Sebastião Ramos – funcionário público federal na UFC – Contato: [email protected]

2 COMENTÁRIOS

  1. Uma vez eu disse que o mal do mundo são os ismos que existem por aí, e uma palavra muito usada com esse sufixo é o fanatísmo e é isso que está a destruir o mundo. Conheço alguém que depois de se transformar em uma Testemunha reduziu de forma notória o contato com seus irmãos e até mesmo a própria mãe. Antes ligava uma vez por semana para saber como a mãe estava, se bem de saúde e as novidades, agora não liga mais e raramente visita esse mãe…e os irmãos de sangue?! Nem me fale. O mundo dessa pessoa hoje é esse salão do reino, essa torre de vigia e aquelas visitas aos domingos que incomodam e muito.

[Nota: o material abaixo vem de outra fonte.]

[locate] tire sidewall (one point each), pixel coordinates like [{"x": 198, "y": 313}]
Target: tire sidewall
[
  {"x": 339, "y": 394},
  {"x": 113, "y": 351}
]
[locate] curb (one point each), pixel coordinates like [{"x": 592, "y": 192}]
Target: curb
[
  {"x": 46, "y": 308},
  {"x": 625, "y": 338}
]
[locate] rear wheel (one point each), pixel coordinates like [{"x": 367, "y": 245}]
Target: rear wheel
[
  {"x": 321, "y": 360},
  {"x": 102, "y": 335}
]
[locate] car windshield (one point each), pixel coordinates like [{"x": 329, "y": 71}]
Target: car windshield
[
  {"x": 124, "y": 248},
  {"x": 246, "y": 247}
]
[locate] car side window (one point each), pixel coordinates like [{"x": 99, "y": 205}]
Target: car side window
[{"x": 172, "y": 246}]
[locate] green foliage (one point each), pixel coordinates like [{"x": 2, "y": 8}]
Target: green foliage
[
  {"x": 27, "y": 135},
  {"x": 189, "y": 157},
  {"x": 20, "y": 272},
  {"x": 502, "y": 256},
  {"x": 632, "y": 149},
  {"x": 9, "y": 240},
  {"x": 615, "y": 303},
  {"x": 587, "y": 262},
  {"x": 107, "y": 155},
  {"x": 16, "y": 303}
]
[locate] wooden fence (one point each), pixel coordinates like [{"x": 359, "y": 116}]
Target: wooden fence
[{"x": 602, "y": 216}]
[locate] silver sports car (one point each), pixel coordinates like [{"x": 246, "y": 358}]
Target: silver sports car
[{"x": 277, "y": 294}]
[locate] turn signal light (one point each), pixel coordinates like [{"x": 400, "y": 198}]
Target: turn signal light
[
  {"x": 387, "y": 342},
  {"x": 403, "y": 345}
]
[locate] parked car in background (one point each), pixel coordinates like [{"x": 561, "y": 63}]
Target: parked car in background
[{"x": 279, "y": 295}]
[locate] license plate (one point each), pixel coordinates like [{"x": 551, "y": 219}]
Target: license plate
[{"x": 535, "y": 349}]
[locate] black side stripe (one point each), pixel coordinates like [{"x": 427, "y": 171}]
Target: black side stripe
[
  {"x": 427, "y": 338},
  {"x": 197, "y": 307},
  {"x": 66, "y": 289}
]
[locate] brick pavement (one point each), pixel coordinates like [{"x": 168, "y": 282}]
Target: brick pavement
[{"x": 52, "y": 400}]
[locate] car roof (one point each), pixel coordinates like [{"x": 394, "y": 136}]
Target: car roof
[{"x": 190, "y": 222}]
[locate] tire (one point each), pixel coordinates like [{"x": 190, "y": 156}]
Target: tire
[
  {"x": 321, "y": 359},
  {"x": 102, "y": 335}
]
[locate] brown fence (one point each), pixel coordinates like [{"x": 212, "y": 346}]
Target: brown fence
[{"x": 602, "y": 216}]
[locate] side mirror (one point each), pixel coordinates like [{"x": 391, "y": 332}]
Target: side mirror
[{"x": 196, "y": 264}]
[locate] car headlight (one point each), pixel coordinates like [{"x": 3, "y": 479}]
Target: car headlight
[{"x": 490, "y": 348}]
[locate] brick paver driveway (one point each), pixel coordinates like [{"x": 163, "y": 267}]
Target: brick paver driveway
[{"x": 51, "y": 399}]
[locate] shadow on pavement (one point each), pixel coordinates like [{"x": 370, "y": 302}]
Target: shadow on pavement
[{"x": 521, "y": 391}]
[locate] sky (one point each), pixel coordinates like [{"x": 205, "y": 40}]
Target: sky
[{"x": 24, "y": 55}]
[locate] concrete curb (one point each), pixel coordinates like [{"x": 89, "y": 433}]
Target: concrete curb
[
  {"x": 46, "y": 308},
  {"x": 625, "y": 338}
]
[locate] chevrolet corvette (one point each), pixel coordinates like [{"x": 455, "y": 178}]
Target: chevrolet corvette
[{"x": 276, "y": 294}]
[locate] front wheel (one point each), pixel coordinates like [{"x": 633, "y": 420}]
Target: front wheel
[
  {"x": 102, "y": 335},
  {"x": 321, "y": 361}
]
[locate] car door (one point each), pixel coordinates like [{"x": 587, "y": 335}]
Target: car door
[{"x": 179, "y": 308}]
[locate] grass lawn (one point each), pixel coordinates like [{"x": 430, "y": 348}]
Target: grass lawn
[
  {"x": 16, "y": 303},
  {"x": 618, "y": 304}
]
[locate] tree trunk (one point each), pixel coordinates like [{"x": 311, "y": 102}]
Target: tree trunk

Gostei do seu artigo e acho a iniciativa muito bem vinda.
    Uma coisa que aprendi foi respeitar todas as religiões por mais absurdas pareçam ser, mas acho que isso falta dentro das próprias religiões.
    Os líderes não pregam para seus comandados como ajudarem na preservação do meio ambiente eles jogam lixo nas ruas, botam fogo onde não se deve e muito mais atrocidades contra nosso lar, a terra, depois lá na igreja diz que Deus está pesando a mão sobre o homem e que é o começo do fim. Deus é pai e não carrasco.

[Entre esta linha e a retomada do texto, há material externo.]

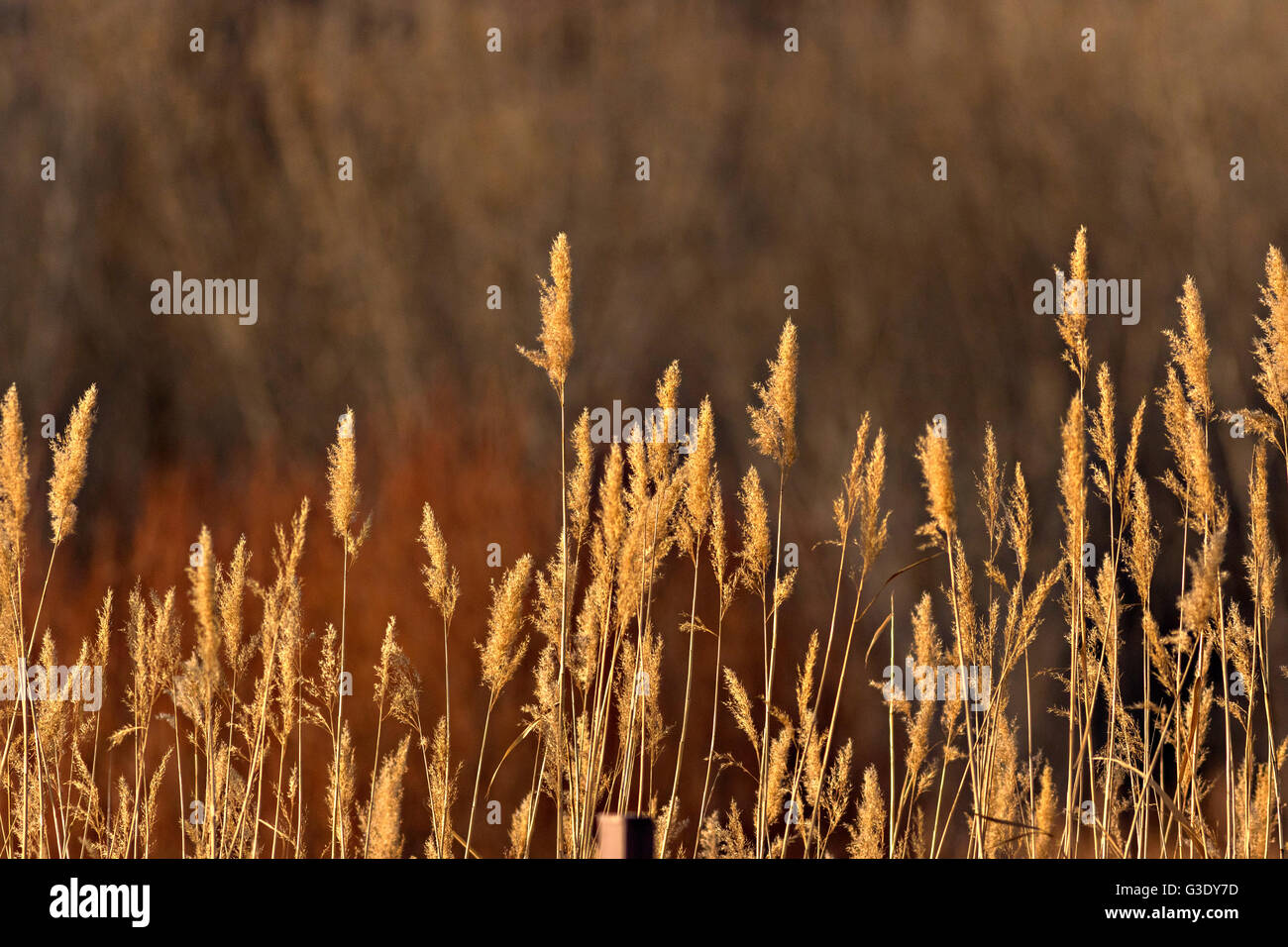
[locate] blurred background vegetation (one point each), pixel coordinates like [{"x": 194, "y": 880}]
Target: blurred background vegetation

    Deus nos deu uma coisa que acho que Ele se arrependeu, o livre arbítrio. O ser humanp é o pior animal da terra, seja jeovaista, cristão, católico, evangélico…
    Sabe de uma coisa? As vezes acho que as religiões orientais estão mais no caminho certo do o que o resto. Pelo menos elas pregam amor de verdade, amor ao próximo, respeitam a natureza e veem Deus em tudo que é lugar.
    Mas uma coisa é mais que certa, é certíssima, a melhor religião do mundo chama-se FAMÍLIA. É nela que você aprende a ética, a moral, os bons constumes, respeito às pessoas sem distinção de cor da pele, credo, cultura e as individualidades de cada um. Eu ensino isso aos meus filhos.
    “Quem acho que não tem nenhum pecado que atire a primeira pedra.”

  2. Eu fui TJ de 1980 até 1993. Quando fui batizado não dei muita importância a essa proibição, pois estava mais preocupado com o Armagedom que tinham me ensinado que aconteceria antes da geração de 1914 passar.
    Essa proibição das transfusões de sangue tem tanta base bíblica quanto as proibições de vacinas e transplantes de órgãos originadas no Corpo Governante.
    Depois que deixei de ser TJ já doei sangue três vezes e sinto-me hoje muito feliz por ter feito isto. Talvez o sangue que doei tenha até salvado alguém da morte!